Ernsthaft Tschewaptschitschi?

Die Sommer- und damit Urlaubszeit steht praktisch vor der Tür und verleitet zu manch kulinarischer Vorstellung – und womöglich finden sich darunter die gut gewürzten Mettröllchen vom Grill. Möchte man die serbisch-kroatische Delikatesse am Tresen bestellen oder jemandem eine Eigenherstellung anbieten, ist man fein raus. Beim Aufschreiben eines Rezeptes hingegen beginnt das Problem schon mit dem ersten
Buchstaben.

Wer sich auf die Regel »Schreibe, wie man spricht« verlässt, kann sich zwar auf den Duden, Fremdwörterbuch, 4. Aufl., 2007, beziehen und tatsächlich Tschewaptschitschi schreiben. Doch ist dies nicht ganz unproblematisch, da man im Wörterverzeichnis des Rats für
deutsche Rechtschreibung nur unter C fündig wird. Auch im offiziellen Regelwerk (»2.8 Spezielle Laut-Buchstaben-Zuordnungen in Fremdwörtern«; 2018) wird für [tʃ] kein ⟨tsch⟩ genannt (vgl. allerdings Tschechien, Tschakra). Anders als das früher einmal zulässige *Majonäse
hat es Tschewaptschitschi womöglich niemals offiziell gegeben. Bleibt also nur noch Cevapcici, wenn man auf die Aussprachekennzeichnung (Diakritika) verzichten möchte. Will man diese erhalten, muss man ein paar Sonderzeichen einfügen, um Ćevapčići zu realisieren – und zeigt sich dann als chef de cuisine und chef de l’orthographe in einem.

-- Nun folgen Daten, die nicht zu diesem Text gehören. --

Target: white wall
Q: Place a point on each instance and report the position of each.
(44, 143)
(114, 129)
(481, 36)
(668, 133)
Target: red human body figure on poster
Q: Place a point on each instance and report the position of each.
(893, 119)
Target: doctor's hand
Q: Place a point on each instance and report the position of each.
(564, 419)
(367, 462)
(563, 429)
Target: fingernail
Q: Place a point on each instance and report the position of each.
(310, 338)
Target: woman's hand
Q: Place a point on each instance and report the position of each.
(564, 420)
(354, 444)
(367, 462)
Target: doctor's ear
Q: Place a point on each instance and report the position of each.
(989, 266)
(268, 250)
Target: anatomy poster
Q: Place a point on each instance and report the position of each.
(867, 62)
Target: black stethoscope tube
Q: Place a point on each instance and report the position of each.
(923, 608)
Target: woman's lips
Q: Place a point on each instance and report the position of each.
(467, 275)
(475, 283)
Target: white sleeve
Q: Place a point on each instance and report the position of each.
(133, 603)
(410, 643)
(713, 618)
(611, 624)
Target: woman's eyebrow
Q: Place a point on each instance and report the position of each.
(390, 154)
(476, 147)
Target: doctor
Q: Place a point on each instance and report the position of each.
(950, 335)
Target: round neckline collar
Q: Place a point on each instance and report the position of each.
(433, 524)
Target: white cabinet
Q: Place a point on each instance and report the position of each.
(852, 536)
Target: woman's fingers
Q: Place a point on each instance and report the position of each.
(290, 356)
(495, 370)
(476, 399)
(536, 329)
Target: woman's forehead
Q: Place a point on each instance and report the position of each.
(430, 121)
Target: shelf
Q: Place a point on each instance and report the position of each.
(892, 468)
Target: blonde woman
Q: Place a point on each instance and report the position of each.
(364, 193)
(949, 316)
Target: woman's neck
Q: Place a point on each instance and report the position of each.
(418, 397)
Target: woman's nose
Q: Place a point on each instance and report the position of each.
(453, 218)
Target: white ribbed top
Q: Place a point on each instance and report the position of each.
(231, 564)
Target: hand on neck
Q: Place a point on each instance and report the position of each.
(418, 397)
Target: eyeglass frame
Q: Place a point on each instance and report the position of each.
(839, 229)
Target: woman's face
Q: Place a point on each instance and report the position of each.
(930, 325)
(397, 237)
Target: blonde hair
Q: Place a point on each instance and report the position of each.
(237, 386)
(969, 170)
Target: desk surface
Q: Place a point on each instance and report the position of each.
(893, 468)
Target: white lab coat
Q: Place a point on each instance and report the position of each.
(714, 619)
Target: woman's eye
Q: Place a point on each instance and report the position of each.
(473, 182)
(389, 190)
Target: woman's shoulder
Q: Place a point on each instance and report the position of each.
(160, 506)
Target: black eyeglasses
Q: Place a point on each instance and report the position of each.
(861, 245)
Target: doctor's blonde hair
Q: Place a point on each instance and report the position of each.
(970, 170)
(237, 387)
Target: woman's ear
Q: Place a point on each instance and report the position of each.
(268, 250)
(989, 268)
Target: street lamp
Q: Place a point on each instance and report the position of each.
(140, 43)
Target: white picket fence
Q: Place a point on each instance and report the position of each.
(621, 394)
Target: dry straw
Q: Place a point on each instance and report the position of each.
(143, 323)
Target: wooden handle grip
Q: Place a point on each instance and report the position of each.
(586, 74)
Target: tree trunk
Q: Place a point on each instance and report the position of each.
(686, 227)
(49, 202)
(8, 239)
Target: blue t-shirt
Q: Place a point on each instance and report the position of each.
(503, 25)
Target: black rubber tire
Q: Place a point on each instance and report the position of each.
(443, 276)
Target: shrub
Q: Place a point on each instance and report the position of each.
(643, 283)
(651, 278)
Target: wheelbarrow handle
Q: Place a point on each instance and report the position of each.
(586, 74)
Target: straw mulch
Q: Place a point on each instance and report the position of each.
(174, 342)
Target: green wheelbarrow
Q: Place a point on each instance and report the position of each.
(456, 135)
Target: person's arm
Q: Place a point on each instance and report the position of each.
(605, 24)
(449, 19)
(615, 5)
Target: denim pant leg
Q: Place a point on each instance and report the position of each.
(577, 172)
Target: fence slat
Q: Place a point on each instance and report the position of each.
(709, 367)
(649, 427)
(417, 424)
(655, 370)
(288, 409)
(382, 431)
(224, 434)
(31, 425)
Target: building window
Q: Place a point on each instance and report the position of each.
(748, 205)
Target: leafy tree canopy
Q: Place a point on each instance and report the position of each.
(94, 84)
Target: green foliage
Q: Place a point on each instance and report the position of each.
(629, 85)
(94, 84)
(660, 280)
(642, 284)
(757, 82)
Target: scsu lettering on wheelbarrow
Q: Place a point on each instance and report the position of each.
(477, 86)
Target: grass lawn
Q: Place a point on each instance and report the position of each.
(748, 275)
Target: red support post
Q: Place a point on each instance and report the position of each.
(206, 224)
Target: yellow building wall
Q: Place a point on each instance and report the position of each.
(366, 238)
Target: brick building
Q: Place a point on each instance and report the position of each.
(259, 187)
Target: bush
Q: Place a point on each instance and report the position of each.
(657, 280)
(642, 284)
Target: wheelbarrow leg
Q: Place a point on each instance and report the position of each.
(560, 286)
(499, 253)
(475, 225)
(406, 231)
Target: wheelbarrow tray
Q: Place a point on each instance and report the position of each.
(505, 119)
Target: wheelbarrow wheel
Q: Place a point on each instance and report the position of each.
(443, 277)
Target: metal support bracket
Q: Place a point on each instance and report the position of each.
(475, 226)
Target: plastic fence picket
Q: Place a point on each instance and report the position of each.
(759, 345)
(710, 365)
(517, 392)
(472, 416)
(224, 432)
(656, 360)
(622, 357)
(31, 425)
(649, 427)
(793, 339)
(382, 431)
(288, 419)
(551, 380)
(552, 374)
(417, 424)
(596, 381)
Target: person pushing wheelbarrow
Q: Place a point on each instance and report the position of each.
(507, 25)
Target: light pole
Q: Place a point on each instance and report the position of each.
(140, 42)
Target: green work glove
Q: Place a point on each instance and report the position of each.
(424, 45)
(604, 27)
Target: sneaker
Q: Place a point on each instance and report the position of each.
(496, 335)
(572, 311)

Wenn Sie sich übrigens fragen, a) ob das Cevapcici ein Pluralwort ist (Pluraletantum) und b) wie dann ein einzelnes Röllchen heißt, haben Sie
a) recht und b) die falsche Einstellung; die Röllchen sind nämlich so klein und schmackhaft, dass die singuläre Form, ein einzelnes auf einem großen Teller, ganz und gar unvorstellbar ist. Zudem handelt es sich hierbei schon um die Verkleinerungsform (Diminutiv) von Ćevapi – das übrigens nicht nur klanglich zur Kebab-Familie gehört.

Aber noch einmal zur zweiten Antwort und nun ernsthafter: Pluralwörter
oder Pluraliatantum zeichnen sich dadurch aus, dass sie nur im Plural existieren, also keine Singularform aufweisen (vgl. Leute, Ferien, Kosten oder engl. trousers; aber nicht span. tapas, das nur meist im Plural verwendet, aber auch als tapa singulär serviert wird).